I have a sparse matrix factorization problem, where I want to decompose a matrix $X\in \mathbb{R}^{n\times m}$ to $A\in \mathbb{R}^{n\times p}$ and $B\in \mathbb{R}^{p\times m}$, such that $X\approx AB$.
My matrix $X$ might have outlier values and missing values (that are replaced by zero). While I am aware of robust PCA, and low-rank plus sparse decomposition (E.g. in Candès et. al 2009-2016), I do not want to address the outliers directly.
I want to solve the following optimization program instead:
$$\text{minimize}_{A,B\geq 0} ~~\beta\|X-AB\|_F^2+(1-\beta)\|X-AB\|_1+\gamma_1\|A\|_1+\gamma_2\|B\|_1+\lambda\|A\|_*$$
$\|A\|_*$ is the nuclear norm of $A$, and it tries to encourage $A$ to be low-rank. Since this program is not jointly convex in $A$ and $B$, I want to solve it by alternating between the two, so let's assume I just want to solve it for $A$:
$$\text{minimize}_{A\geq 0} ~~\beta\|X-AB\|_F^2+(1-\beta)\|X-AB\|_1+\gamma_1\|A\|_1+\lambda\|A\|_*$$
I have the following questions:
Can I use a sequence of proximal projections for iteratively solving this problem?
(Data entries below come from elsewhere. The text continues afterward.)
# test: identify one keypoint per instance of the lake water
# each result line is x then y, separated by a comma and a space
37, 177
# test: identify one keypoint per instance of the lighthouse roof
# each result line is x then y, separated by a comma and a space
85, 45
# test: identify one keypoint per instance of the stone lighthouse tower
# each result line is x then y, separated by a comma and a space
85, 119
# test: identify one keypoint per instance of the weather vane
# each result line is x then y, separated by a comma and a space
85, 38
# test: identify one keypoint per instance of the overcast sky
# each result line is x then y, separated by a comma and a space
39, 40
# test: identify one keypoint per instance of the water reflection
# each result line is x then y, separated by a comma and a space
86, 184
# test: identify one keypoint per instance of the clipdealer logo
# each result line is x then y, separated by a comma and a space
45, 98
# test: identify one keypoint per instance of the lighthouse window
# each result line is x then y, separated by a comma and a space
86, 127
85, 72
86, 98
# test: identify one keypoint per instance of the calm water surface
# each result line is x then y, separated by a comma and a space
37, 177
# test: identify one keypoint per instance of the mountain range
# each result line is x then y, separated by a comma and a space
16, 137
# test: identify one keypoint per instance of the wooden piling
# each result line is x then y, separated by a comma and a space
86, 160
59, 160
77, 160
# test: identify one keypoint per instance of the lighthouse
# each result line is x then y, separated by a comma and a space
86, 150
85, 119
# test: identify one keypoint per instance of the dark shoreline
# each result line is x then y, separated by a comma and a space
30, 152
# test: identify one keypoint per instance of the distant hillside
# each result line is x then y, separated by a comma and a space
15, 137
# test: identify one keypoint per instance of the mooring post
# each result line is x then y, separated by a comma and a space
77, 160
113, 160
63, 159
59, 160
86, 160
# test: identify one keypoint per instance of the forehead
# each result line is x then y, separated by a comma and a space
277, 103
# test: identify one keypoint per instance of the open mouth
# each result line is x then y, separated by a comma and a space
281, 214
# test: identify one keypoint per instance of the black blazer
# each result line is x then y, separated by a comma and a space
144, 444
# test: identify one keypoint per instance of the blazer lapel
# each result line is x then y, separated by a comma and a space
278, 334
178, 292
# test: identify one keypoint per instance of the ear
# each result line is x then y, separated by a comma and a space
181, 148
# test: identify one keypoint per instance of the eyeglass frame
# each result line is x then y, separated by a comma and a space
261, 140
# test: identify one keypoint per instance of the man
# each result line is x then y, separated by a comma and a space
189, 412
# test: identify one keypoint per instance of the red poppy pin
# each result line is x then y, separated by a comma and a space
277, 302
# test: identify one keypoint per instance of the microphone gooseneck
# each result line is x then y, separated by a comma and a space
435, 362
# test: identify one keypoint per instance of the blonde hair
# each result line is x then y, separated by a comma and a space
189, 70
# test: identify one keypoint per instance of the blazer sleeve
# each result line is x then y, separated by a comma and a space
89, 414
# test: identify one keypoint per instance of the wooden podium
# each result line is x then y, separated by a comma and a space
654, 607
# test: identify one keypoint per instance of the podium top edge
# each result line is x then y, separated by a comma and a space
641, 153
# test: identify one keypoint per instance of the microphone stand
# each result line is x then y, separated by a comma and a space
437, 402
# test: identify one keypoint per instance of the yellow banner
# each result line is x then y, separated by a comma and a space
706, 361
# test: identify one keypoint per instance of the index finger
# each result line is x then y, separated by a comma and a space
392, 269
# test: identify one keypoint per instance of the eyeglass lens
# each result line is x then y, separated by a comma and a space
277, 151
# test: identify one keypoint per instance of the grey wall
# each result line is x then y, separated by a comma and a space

If yes, what should be the sequence of applying the projections?
If not, what is the best approach? I have tried subgradient descent, and it is not giving me a satisfactory convergence rate.
I would like to avoid off-the-shelf solvers, but if there is too much hassle to implement this myself (e.g. in Python's Scipy), are there any free solvers out there that scale to $n\approx10^9$ and $m\approx 10^4$?
Thanks!
I ended up doing the following, so I thought maybe I should post it here too.
We can also formulate this problem as a cone program, some thing like:
$\text{minimize}_{A\geq 0} ~~\beta\|X-AB\|_F^2+(1-\beta)t_1+\gamma_1 t_2+\lambda \|A\|_*$
$\text{subject to}$
$\quad\|X-AB\|_1\leq t_1$
$\quad\|A\|_1\leq t_2$
Since we know that the consraints $\|X-AB\|_1\leq t_1$ and $\|A\|_1\leq t_2$ can be replaced by affine inequalities, and since we have the following property. We can solve the problem using the interior point method. $$\begin{array}{ll} \text{minimize} & \|X\|_* \\ \text{subject to} & \mathcal{A}(X)=b \end{array} \quad\Longleftrightarrow\quad \begin{array}{ll} \text{minimize} & \tfrac{1}{2}\left( \mathop{\textrm{Tr}}W_1 + \mathop{\textrm{Tr}}W_2 \right) \\ \text{subject to} & \begin{bmatrix} W_1 & X \\ X^T & W_2 \end{bmatrix} \succeq 0 \\ & \mathcal{A}(X)=b \end{array} $$
Ideas are welcome!